Through the screening process, we examined over $10 trillion of Chinese securities market cap, including domestic-, Hong Kong- and overseas-listed securities. No surprise, the largest market is the on-shore or domestic market—from a market cap perspective, making up around $7 trillion. Through the Stock Connect program, worldwide investors can access over 1,400 stocks, with a market cap over $5.0 trillion. To put this into perspective, the Chinese H-share market in Hong Kong represents about $3.0 trillion in market cap, with the overseas markets making up another $700 billion.
These Chinese companies are not only large from a market cap perspective, they also pay a lot of dividends—close to $200 billion total. When compared with other emerging market countries within the WisdomTree Emerging Markets Dividend Index, it is a little over half of the total dividends paid.
Emerging Market Dividend Stream ($ Billions)
From a sector perspective, the A-share dividend payers (like the non-A shares) represent in large part “Old China,” with over 50% deriving from the Financials and Energy sectors. The top dividend payers are a “Who’s Who” of well-known state-owned enterprises, the likes of China Construction Bank, Industrial and Commercial Bank of China, China Mobile, China Petroleum & Chemical Corp., etc. What’s missing is the large private sector technology names like Alibaba, Baidu and JD.com, all which have chosen to list overseas on markets in the United States. While Tencent does pay a dividend, its yield is relatively low for any market, at around 0.32%.
As mentioned earlier, to limit the impact of incorporating such a vast new investment opportunity, WisdomTree has capped the number of names and exposure in each of the Indexes that are changing. In subsequent posts, we will dive deeper into the impact for the WisdomTree Indexes and highlight the fundamental characteristics of these new constituents.
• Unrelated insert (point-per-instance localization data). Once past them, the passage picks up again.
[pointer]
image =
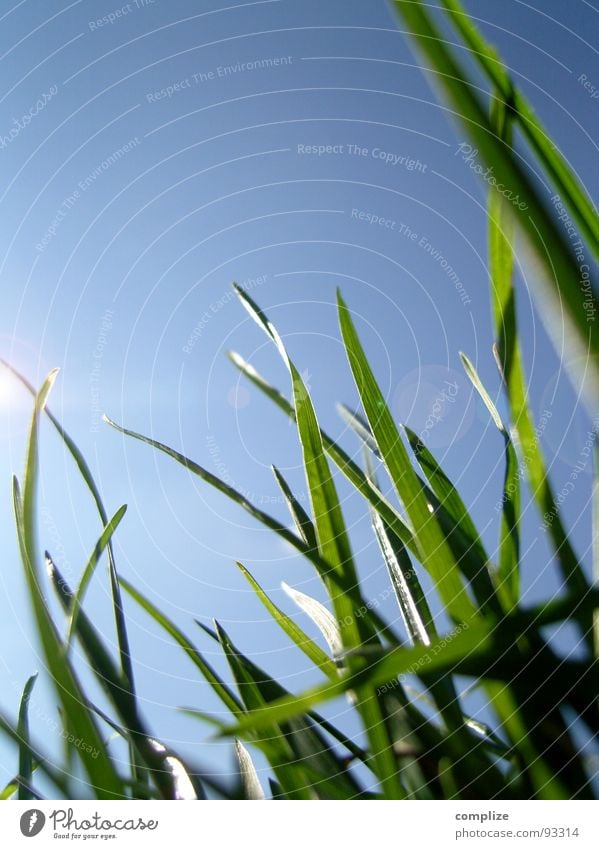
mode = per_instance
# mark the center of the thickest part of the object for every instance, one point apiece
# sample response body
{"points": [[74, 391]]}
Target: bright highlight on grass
{"points": [[418, 741]]}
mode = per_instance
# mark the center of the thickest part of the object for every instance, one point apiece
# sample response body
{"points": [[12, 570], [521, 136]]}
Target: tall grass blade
{"points": [[562, 176], [25, 758], [334, 548], [434, 552], [508, 575], [88, 572], [556, 273], [249, 777], [293, 631], [100, 769], [303, 522], [88, 478]]}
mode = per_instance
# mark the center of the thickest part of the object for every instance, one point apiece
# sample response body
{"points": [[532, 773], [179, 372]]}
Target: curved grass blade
{"points": [[249, 777], [322, 618], [10, 790], [334, 549], [341, 459], [80, 462], [116, 688], [303, 522], [562, 176], [453, 518], [25, 758], [225, 694], [89, 571], [556, 272], [293, 631], [310, 754], [40, 760], [434, 551], [508, 575], [99, 769]]}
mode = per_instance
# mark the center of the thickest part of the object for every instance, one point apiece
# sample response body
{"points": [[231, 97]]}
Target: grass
{"points": [[419, 743]]}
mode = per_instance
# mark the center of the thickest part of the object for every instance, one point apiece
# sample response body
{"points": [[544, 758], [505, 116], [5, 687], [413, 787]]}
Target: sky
{"points": [[154, 152]]}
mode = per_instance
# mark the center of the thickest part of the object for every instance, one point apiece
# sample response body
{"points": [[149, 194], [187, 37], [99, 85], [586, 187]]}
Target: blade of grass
{"points": [[562, 176], [307, 745], [303, 522], [99, 769], [334, 548], [459, 530], [434, 551], [343, 461], [89, 571], [293, 631], [556, 272], [115, 686], [249, 776], [322, 618], [80, 462], [25, 758], [42, 760], [508, 575]]}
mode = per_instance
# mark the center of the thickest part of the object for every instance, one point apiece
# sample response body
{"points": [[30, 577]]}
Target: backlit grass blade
{"points": [[434, 551], [99, 769], [217, 483], [25, 758], [249, 777], [9, 790], [508, 575], [89, 571], [461, 536], [556, 274], [225, 694], [116, 688], [303, 522], [562, 176], [88, 478], [293, 631], [311, 755], [321, 616], [509, 359], [41, 760], [334, 548], [342, 460]]}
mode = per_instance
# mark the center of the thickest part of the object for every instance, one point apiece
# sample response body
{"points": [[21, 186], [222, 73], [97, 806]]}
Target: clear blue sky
{"points": [[154, 152]]}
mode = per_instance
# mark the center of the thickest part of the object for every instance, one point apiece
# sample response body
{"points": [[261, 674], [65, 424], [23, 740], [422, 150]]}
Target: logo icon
{"points": [[32, 822]]}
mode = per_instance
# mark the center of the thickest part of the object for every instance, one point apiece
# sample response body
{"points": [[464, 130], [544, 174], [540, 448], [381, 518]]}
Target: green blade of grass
{"points": [[556, 272], [562, 176], [509, 359], [305, 742], [9, 790], [343, 461], [434, 551], [508, 574], [88, 572], [224, 693], [80, 462], [25, 758], [42, 761], [334, 548], [249, 777], [99, 769], [303, 522], [116, 688], [322, 618], [459, 530], [293, 631]]}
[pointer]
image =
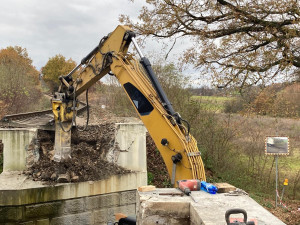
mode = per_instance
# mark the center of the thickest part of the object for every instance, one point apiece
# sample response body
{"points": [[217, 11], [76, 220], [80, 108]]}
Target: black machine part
{"points": [[237, 211]]}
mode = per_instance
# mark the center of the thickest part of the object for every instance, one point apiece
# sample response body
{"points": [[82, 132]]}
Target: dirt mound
{"points": [[88, 158]]}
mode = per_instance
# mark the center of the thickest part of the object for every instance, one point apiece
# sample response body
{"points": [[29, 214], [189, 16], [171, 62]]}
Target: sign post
{"points": [[277, 146]]}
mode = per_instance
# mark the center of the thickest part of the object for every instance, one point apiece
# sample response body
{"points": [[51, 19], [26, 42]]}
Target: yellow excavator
{"points": [[169, 131]]}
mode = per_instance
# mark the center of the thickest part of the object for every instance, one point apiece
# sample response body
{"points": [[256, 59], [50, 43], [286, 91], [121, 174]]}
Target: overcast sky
{"points": [[71, 27]]}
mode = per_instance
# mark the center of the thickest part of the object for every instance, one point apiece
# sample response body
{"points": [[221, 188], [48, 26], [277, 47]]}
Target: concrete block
{"points": [[156, 219], [76, 219], [8, 214], [93, 202], [43, 222], [43, 210], [15, 142], [27, 223], [131, 139], [125, 209], [128, 197], [100, 216], [170, 209], [109, 200], [194, 217], [74, 206]]}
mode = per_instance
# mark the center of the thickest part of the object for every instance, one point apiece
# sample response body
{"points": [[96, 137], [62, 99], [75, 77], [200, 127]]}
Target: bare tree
{"points": [[242, 42]]}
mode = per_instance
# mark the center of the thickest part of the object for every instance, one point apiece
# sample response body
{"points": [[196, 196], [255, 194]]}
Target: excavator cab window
{"points": [[141, 103]]}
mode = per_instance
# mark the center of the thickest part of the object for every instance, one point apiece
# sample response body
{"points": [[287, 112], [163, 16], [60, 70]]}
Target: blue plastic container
{"points": [[208, 187]]}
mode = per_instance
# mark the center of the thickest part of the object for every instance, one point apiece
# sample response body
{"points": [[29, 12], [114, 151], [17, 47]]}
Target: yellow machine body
{"points": [[144, 98]]}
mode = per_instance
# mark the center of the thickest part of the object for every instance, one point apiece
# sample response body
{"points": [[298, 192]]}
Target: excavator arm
{"points": [[176, 145]]}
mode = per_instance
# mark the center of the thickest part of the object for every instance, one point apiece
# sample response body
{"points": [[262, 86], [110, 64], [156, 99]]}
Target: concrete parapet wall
{"points": [[154, 209], [98, 209], [15, 142]]}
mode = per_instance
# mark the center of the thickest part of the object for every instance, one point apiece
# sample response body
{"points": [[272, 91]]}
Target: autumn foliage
{"points": [[56, 66], [236, 42], [18, 81]]}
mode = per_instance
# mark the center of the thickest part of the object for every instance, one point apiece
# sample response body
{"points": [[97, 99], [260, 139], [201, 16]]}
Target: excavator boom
{"points": [[176, 145]]}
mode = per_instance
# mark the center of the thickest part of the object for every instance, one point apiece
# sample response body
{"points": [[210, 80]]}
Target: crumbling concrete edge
{"points": [[115, 183]]}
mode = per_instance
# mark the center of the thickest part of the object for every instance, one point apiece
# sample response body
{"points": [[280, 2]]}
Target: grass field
{"points": [[212, 103]]}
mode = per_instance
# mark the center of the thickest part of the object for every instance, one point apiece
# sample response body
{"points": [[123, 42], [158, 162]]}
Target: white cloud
{"points": [[71, 28]]}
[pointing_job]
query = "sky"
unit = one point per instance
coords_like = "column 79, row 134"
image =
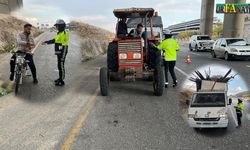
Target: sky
column 100, row 12
column 235, row 85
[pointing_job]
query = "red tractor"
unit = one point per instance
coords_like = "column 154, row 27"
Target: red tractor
column 130, row 58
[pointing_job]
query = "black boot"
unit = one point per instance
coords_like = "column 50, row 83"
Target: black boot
column 57, row 80
column 11, row 76
column 35, row 81
column 175, row 84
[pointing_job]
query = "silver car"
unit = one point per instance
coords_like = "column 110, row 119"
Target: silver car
column 230, row 48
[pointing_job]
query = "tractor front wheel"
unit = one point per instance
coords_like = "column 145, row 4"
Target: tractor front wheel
column 158, row 81
column 104, row 81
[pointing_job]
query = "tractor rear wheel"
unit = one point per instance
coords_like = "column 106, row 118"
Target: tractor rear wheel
column 112, row 57
column 104, row 81
column 158, row 81
column 17, row 81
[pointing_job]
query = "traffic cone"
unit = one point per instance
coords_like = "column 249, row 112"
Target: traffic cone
column 188, row 60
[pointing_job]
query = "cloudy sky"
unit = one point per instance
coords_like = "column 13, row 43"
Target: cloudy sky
column 235, row 85
column 99, row 12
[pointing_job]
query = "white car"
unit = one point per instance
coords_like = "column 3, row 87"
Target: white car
column 208, row 110
column 229, row 48
column 200, row 42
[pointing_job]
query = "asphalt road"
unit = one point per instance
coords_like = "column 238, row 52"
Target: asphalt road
column 47, row 117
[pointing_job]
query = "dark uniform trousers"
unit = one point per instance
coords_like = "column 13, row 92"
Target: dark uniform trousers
column 169, row 66
column 31, row 64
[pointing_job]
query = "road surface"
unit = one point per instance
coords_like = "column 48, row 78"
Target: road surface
column 76, row 116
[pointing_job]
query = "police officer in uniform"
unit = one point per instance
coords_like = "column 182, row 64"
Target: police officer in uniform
column 239, row 108
column 61, row 41
column 170, row 47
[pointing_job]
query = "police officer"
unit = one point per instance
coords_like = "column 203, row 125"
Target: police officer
column 170, row 47
column 61, row 41
column 239, row 108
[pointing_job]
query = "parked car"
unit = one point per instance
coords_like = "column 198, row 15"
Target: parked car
column 200, row 42
column 230, row 48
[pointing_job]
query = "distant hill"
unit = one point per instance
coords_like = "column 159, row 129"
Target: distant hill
column 94, row 40
column 244, row 94
column 9, row 28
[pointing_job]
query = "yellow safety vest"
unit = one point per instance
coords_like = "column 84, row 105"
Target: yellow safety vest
column 62, row 38
column 170, row 46
column 240, row 106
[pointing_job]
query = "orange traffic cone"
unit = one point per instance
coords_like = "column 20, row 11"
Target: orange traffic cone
column 188, row 60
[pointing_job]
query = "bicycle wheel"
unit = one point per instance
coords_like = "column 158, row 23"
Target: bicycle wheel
column 17, row 80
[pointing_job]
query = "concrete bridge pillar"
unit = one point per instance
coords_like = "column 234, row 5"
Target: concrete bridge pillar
column 233, row 25
column 7, row 6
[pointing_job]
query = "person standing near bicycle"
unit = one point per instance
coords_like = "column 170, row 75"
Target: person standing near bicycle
column 24, row 44
column 61, row 41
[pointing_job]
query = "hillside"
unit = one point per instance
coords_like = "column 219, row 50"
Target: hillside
column 10, row 27
column 94, row 40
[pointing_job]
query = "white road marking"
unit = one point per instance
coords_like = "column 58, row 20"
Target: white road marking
column 181, row 71
column 248, row 116
column 232, row 113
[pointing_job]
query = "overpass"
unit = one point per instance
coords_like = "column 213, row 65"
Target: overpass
column 7, row 6
column 193, row 25
column 233, row 24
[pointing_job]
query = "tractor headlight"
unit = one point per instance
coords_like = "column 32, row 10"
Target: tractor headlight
column 123, row 56
column 137, row 55
column 234, row 50
column 19, row 60
column 223, row 116
column 191, row 115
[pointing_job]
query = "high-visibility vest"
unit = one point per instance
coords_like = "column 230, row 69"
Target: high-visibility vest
column 62, row 38
column 240, row 106
column 170, row 47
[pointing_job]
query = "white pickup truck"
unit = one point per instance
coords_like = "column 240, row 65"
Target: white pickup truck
column 208, row 107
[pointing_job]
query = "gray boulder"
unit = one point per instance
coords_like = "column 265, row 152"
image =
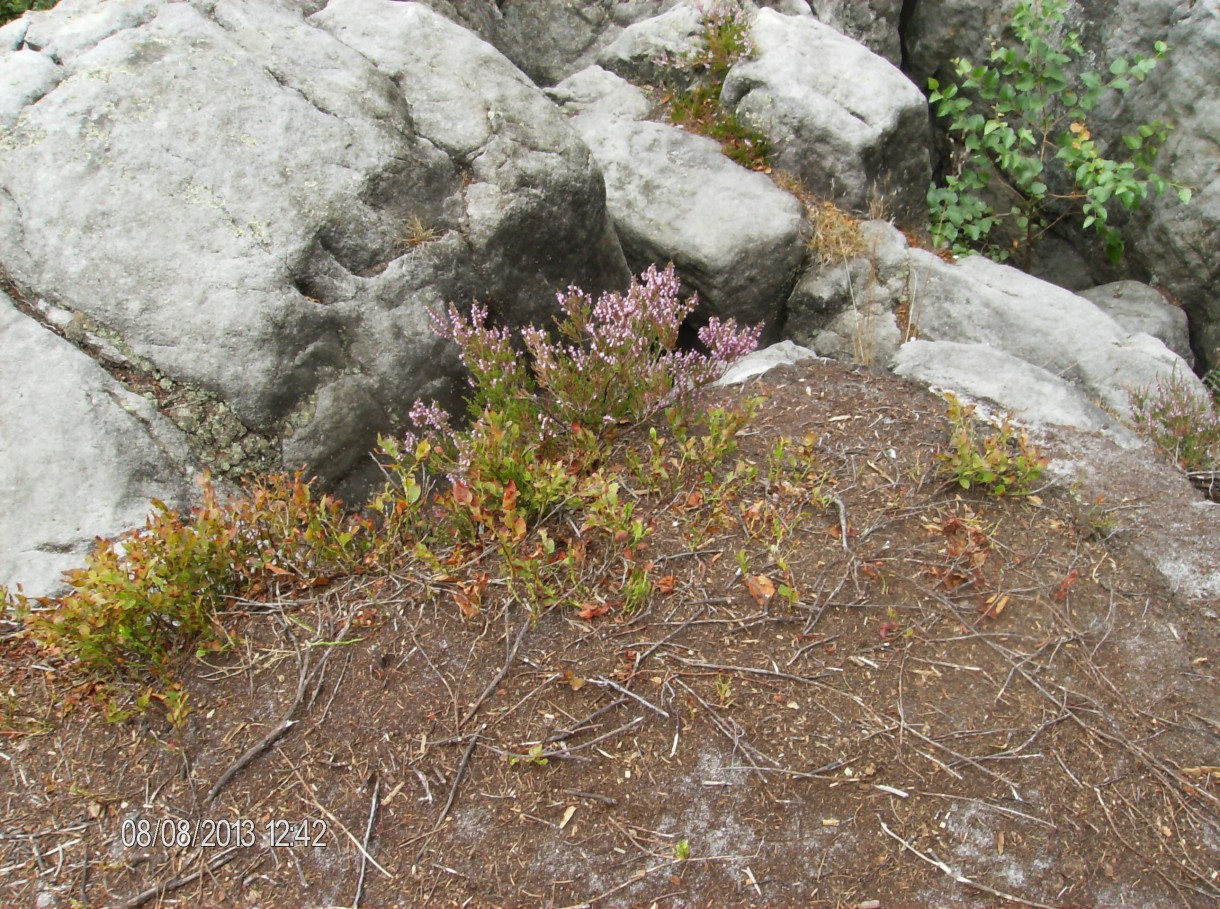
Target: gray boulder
column 871, row 22
column 79, row 455
column 1174, row 243
column 761, row 361
column 839, row 117
column 866, row 308
column 261, row 208
column 1140, row 308
column 552, row 40
column 847, row 310
column 647, row 51
column 674, row 197
column 1032, row 394
column 980, row 301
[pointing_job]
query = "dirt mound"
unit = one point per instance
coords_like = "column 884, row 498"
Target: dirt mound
column 854, row 687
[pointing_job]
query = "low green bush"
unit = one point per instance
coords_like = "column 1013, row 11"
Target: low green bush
column 1026, row 158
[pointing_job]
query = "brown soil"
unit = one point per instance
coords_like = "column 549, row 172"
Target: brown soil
column 974, row 703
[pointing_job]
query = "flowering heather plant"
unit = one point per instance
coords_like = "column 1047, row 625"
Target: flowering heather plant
column 609, row 361
column 1184, row 423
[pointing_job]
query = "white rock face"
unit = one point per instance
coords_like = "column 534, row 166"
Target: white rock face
column 733, row 236
column 979, row 301
column 1140, row 308
column 764, row 360
column 79, row 455
column 841, row 117
column 1027, row 392
column 265, row 206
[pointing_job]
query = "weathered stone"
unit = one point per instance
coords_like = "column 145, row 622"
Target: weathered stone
column 838, row 116
column 79, row 455
column 1140, row 308
column 674, row 197
column 846, row 310
column 1030, row 393
column 871, row 22
column 647, row 51
column 259, row 205
column 764, row 360
column 597, row 90
column 1174, row 243
column 979, row 301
Important Risks Related to this ArticleInvesting in Chinese issuers involves special risks, including (but not limited to): currency devaluations and exchange rate fluctuations; intervention by the Chinese government (including risk of nationalization or expropriation); higher rates of inflation; greater political, economic and social uncertainty; market volatility; and lack of market liquidity. The Chinese financial sector is undergoing significant structural and regulatory changes, which have the potential to adversely affect the profitability of Chinese financial companies. The global deterioration of the credit markets since late 2007 generally has had an adverse impact on a wide range of U.S. and international financial institutions and markets. These domestic and global factors may make Chinese financial companies especially vulnerable to losses from rising interest rates, loan defaults, price competition, and credit and equity bubbles and crashes. Consequently, securities issued by Chinese financial companies may exhibit dramatic market price fluctuations. A Shares are equity securities issued by companies incorporated in mainland china and are denominated and traded in renminbi on the Shenzehen and Shanghai Stock Exchanges. Subject to minor exceptions, under current regulations in the People’s Republic of China, foreign investors can invest in the domestic securities market only through certain foreign institutional investors that have obtained status as a Qualified Foreign Investor (“QFII”) or a Renminbi Qualified Foreign Institutional Investor (“RQFII”) from the China Securities Regulatory Commission and have been granted a specific aggregate dollar investment quota.